Mientras perfilaba su plan, el anciano continuaba su camino. Sólo le quedaban un par de manzanas para que llegara a la entrada al parque y, de pronto, se detuvo una vez más, justo en la esquina de la calle. Se quedó quieto, pensativo, como si tratara de recordar algo que se le resistía, ante la alarma de Etzel, que veía peligrar su empresa.
Con alivio, observó que las dudas del anciano se desvanecían y que echaba a andar hacia la ratonera.
Diez minutos más tarde el anciano entraba en el parque seguido, unos pasos por detrás, de Etzel, que trataba de no hacer ruido al pisar la gravilla. Como previera, el parque se hallaba vacío. Las desvencijadas papeleras estaban llenas o tiradas en el suelo. Bolsas, latas, mondas de naranja, rodajas exprimidas de limón usadas por los yonquis para las «insulinas» junto con excrementos, no todos de animales, adornaban el suelo.
Etzel salió del sendero, adelantó al anciano y corrió entre los arbustos hasta llegar a la fuente, para comprobar que no había nadie por los alrededores.
Entre tanto, por el camino de gravilla, el anciano avanzaba, sin ser consciente, hacia su propia muerte.
—
Baruj atá, Adonai Elohenu, melej ha-olam
. Bendito eres tú, Señor Dios nuestro, rey de la eternidad —recitó Menasés cuando, de detrás de la inutilizada fuente, surgió un extraño que le cerró el paso.
Sumido en oscuros pensamientos que no conseguía concretar pero que lo turbaban profundamente desde que había abandonado la compañía de Martha y Ludwig, caía por primera vez en la cuenta de dónde se encontraba y en qué tesitura.
Una inmensa paz cubrió al antiguo preso de los campos de concentración.
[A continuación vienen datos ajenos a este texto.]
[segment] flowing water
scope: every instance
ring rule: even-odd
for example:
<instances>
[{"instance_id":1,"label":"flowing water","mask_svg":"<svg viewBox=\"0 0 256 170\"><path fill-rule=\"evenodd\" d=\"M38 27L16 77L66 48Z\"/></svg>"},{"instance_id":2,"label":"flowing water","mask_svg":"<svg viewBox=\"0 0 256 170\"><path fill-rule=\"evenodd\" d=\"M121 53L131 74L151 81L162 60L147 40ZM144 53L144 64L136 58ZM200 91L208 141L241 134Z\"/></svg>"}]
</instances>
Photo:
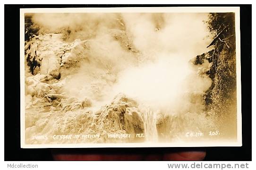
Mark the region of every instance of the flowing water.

La premonición que había tenido durante la noche, cuando había soñado con aquel insólito desfile de soldados alemanes armados con violines, estaba cerca de materializarse.
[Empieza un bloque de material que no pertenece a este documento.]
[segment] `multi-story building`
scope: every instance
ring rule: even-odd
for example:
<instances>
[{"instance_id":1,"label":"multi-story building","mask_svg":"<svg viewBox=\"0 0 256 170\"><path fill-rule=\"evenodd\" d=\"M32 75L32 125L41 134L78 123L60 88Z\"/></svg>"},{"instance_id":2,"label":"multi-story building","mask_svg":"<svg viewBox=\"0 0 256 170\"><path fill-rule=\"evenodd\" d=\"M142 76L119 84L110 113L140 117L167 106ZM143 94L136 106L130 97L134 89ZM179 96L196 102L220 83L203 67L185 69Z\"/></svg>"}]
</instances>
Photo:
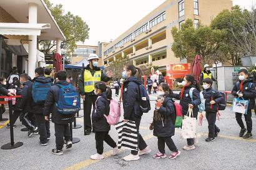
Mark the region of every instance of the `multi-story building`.
<instances>
[{"instance_id":1,"label":"multi-story building","mask_svg":"<svg viewBox=\"0 0 256 170\"><path fill-rule=\"evenodd\" d=\"M171 50L171 29L187 19L209 25L230 0L167 0L102 49L105 67L116 59L127 56L137 66L158 66L164 75L166 65L186 62L175 57Z\"/></svg>"}]
</instances>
Nunca había tenido miedo a la muerte. Durante toda su existencia lo había rondado, llevándose a todos sus seres queridos y dejándolo solo en este mundo. Aún más, Menasés había esquivado tantas veces a ésta que estaba convencido de vivir un tiempo regalado que no le correspondía.
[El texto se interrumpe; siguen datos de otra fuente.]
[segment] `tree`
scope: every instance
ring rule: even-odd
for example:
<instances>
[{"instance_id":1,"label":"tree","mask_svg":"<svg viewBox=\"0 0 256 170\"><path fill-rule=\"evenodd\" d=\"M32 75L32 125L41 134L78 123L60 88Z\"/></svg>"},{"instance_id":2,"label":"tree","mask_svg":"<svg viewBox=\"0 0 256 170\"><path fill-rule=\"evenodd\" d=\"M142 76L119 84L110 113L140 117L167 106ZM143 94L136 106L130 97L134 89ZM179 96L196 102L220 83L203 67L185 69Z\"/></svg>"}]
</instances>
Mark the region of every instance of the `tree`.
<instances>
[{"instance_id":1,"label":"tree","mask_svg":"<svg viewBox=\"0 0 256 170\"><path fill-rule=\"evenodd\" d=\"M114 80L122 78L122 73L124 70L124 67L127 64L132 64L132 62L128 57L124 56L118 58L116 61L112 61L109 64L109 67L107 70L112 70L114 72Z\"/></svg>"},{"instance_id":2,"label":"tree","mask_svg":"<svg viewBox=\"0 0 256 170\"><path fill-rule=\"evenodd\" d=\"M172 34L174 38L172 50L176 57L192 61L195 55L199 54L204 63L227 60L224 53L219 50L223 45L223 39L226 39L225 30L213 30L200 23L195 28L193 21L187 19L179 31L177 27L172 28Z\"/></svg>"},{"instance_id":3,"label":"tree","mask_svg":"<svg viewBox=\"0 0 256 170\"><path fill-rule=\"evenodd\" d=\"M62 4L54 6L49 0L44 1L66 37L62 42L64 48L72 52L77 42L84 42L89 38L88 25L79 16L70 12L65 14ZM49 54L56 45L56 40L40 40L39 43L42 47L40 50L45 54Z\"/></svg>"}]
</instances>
—Has venido a matarme —dijo con voz tranquila, mirando a su asesino a los ojos—. No te será difícil. Pero no ganarás nada con mi muerte. Dios no permitirá que unos demonios invoquen su nombre. Seréis destruidos por su ira.
—No me das miedo, viejo —repuso Etzel—. Más te hubiese valido morir en las cámaras de gas.
A la vez que decía esto levantó por el cuello una litrona vacía y golpeó la cabeza del anciano, que cayó al suelo con una brecha abierta.